Un « budget » proche de 8 millions d'euros ?
À partir du 1er janvier 1999 se pose le problème des cotisations des adhérents, au moment du renouvellement et du reversement des élus régionaux. La scission est passée par là. Considérant qu’ils continuent de servir l’idéologie de leur parti, les 140 élus régionaux exclus du FN décident de garder leur mandat tout en refusant de verser, tous les mois, leur quote-part à leur ancien parti.

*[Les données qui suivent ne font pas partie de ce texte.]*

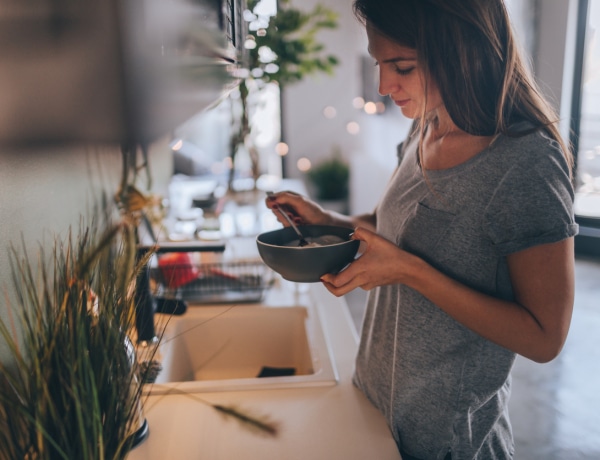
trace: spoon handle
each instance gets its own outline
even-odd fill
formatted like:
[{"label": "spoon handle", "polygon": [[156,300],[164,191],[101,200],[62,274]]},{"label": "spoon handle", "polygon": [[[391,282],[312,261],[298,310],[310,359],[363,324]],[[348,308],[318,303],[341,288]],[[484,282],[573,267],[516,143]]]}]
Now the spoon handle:
[{"label": "spoon handle", "polygon": [[308,241],[306,241],[304,239],[304,235],[302,235],[302,232],[300,232],[300,230],[298,230],[298,227],[296,227],[296,224],[294,223],[294,221],[292,219],[290,219],[290,216],[288,216],[287,212],[285,212],[283,209],[281,209],[279,207],[277,208],[277,210],[279,211],[279,213],[283,217],[285,217],[285,220],[288,221],[288,223],[290,224],[290,226],[296,232],[296,235],[298,235],[298,238],[300,239],[300,246],[306,246],[308,244]]},{"label": "spoon handle", "polygon": [[[273,194],[273,192],[267,192],[267,195],[272,195],[272,194]],[[298,238],[300,240],[299,246],[306,246],[308,244],[308,241],[306,241],[306,239],[304,239],[304,235],[302,235],[302,232],[300,230],[298,230],[298,227],[296,227],[296,224],[294,223],[294,221],[290,218],[290,216],[288,216],[288,213],[285,212],[284,209],[279,207],[279,205],[277,206],[277,210],[279,211],[279,214],[281,214],[285,218],[285,220],[287,220],[288,224],[290,224],[290,226],[294,229],[294,231],[296,232],[296,235],[298,235]]]}]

Fin octobre 1999, par l’intermédiaire de son trésorier, le FN envoie une lettre de relance à ces conseillers régionaux explicitant qu’ils ont signé une reconnaissance de dette de 180 000 francs (environ 27440 euros) à l’égard du FN, remboursable par virement bancaire mensuel pour un montant de 2 500 francs (environ 380 euros). Une demande qui reste sans suite.

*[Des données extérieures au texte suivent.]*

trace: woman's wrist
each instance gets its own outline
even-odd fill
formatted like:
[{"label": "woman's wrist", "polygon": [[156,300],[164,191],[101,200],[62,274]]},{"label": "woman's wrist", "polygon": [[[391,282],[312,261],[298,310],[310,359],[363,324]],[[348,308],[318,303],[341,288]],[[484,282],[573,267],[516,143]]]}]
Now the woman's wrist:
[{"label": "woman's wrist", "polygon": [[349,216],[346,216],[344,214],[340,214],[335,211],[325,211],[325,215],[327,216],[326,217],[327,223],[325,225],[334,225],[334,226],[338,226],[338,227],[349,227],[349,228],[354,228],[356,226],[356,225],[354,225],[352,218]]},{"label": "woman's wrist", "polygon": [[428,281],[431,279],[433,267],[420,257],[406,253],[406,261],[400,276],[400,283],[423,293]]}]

Le FN n'est évidemment pas la seule formation au sein de laquelle ses élus reversent une partie (ou l'entièreté) de leurs indemnités à leur fédération locale ou au parti. L'aspect, mis en cause semble-t-il par Claude Thion, tiendrait à la part « significative » du reversement de l'élu. À se demander également si les pratiques du FN des années 1990 décrites ici subsistent.
Aujourd’hui, écrit le journaliste de Challenges Laurent Fargues, la « grosse centaine de conseillers régionaux frontistes reverse (...) 20% de leur rémunération. Ils contribuent ainsi aux finances de leur parti à hauteur de 535.000 euros par an. Si les 24 eurodéputés FN s'appliquent le même sacrifice, ce sont près de 576.000 euros de recettes supplémentaires par an (près de 2.000 euros par mois et par élu) qui s'ajouteront à ces contributions obligatoires. (...) Le parti empoche désormais quelque 5,5 millions d’euros de subventions publiques par an, liées au bon résultat des dernières élections législatives, et les cotisations des adhérents rapportent 2,3 millions d’euros, aux dires du FN. Le reste est constitué des contributions des conseillers régionaux et d’environ 150.000 euros de ventes diverses. Au total, le budget du Front national, hors financement des campagnes via le micro-parti Jeanne, avoisine les 8 millions d’euros, contre 6,2 millions d’euros en 2012 ».
La démission de Claude Thion pose évidemment d'autres questions dont celle - essentielle - de son remplacement. Son suppléant, André Fisher, devrait prendre la place de Conseiller sortant… la réponse du septuagénaire, qui réside dans le canton voisin, se fait attendre ! En cas de réponse négative, une élection partielle aura lieu.